# Machine learning: Week 6
### Debugging a learning algorithm
- Unacceptably large errors. What are you try next?
- Get more training examples -> **fixes high variance**
- Try smaller set of features -> **fixes high variance (may cause high bias)**
- Try getting additional features -> **usually fixes high bias**
- Try adding polynomial features -> **fixes high bias**
- Try decreasing $\lambda$ -> **fixes high bias**
- Try increasing $\lambda$ -> **fixes high variance**
- Machine learning diagnostic
- Test you can run to gain insight what is/isn't working with algorithm
- Also gain guidance as to how best to improver performance
- Take time to implement
### Evaluating hypothesis
- plot the hypothesis of x (but difficult with the large number of features)
- split the training set into two group: training set (70%) and test set (30%)
> Training/testing procedure for linear regression
> - Learn parameter $\theta$ from training set
> - Compute test set error ($J_{test}\theta$)

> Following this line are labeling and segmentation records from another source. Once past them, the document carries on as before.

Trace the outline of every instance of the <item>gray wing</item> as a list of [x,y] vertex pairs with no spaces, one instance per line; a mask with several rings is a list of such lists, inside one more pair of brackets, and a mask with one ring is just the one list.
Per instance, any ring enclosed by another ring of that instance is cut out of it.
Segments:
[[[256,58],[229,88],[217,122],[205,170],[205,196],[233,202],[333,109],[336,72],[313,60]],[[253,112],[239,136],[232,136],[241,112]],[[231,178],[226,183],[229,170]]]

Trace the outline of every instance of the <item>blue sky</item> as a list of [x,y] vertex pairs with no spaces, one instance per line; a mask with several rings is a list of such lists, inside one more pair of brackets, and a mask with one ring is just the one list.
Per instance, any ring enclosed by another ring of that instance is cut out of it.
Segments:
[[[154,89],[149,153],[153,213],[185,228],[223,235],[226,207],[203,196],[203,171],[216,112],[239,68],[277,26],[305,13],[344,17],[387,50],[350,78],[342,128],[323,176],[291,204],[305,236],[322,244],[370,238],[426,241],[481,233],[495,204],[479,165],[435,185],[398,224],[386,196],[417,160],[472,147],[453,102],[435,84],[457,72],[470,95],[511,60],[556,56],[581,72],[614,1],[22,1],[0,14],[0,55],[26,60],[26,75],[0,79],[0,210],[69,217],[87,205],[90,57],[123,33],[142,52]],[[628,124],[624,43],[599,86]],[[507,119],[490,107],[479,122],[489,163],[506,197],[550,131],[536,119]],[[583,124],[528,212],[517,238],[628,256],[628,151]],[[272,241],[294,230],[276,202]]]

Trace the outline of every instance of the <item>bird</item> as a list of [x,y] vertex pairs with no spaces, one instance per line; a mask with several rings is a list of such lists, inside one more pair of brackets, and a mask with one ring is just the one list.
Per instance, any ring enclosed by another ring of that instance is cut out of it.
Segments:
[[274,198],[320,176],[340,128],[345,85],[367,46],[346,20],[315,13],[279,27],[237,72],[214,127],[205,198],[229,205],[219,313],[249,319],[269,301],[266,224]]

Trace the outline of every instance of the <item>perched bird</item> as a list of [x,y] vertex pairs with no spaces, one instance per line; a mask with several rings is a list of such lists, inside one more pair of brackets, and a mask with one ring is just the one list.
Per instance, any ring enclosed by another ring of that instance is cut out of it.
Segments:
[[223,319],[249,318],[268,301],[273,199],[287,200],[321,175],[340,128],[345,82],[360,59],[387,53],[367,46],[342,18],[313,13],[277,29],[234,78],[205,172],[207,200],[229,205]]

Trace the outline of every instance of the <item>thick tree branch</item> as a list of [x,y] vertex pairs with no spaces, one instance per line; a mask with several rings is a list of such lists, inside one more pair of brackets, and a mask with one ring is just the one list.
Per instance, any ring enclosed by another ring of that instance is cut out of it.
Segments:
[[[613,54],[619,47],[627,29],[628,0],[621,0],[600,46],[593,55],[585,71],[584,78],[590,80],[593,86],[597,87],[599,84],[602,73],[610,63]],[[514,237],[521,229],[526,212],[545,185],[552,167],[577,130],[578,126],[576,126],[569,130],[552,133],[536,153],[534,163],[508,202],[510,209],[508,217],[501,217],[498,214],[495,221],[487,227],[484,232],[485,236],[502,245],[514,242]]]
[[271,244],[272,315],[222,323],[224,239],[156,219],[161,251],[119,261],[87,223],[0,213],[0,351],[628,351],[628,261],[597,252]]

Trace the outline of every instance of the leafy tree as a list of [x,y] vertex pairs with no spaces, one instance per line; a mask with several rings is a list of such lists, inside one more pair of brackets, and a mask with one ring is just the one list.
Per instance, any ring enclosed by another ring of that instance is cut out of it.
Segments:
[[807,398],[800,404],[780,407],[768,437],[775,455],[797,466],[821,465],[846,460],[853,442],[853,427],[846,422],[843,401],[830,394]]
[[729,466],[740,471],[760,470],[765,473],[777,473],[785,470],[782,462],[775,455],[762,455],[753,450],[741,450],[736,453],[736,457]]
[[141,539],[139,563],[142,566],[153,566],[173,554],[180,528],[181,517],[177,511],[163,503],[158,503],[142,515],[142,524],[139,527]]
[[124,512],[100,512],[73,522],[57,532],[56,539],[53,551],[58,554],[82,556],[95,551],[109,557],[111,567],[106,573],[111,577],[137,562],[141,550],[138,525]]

> Training/testing procedure for logistic regression
> - Learn parameter $\theta$ from training set
> - Compute test set error ($J_{test}\theta$)
> - Misclassification error (0/1 misclassification error)
### Model selection and Train/Validation/Test sets
#### Model selection
- list all model. In each of them
- Compute $\theta$ and $J_{test}\theta$
- Select module which has lowest test set error $J_{test}\theta$
- Problem: it is likely to be an optimistic estimate of generlization error. I.e: our extra parameter is fit test set.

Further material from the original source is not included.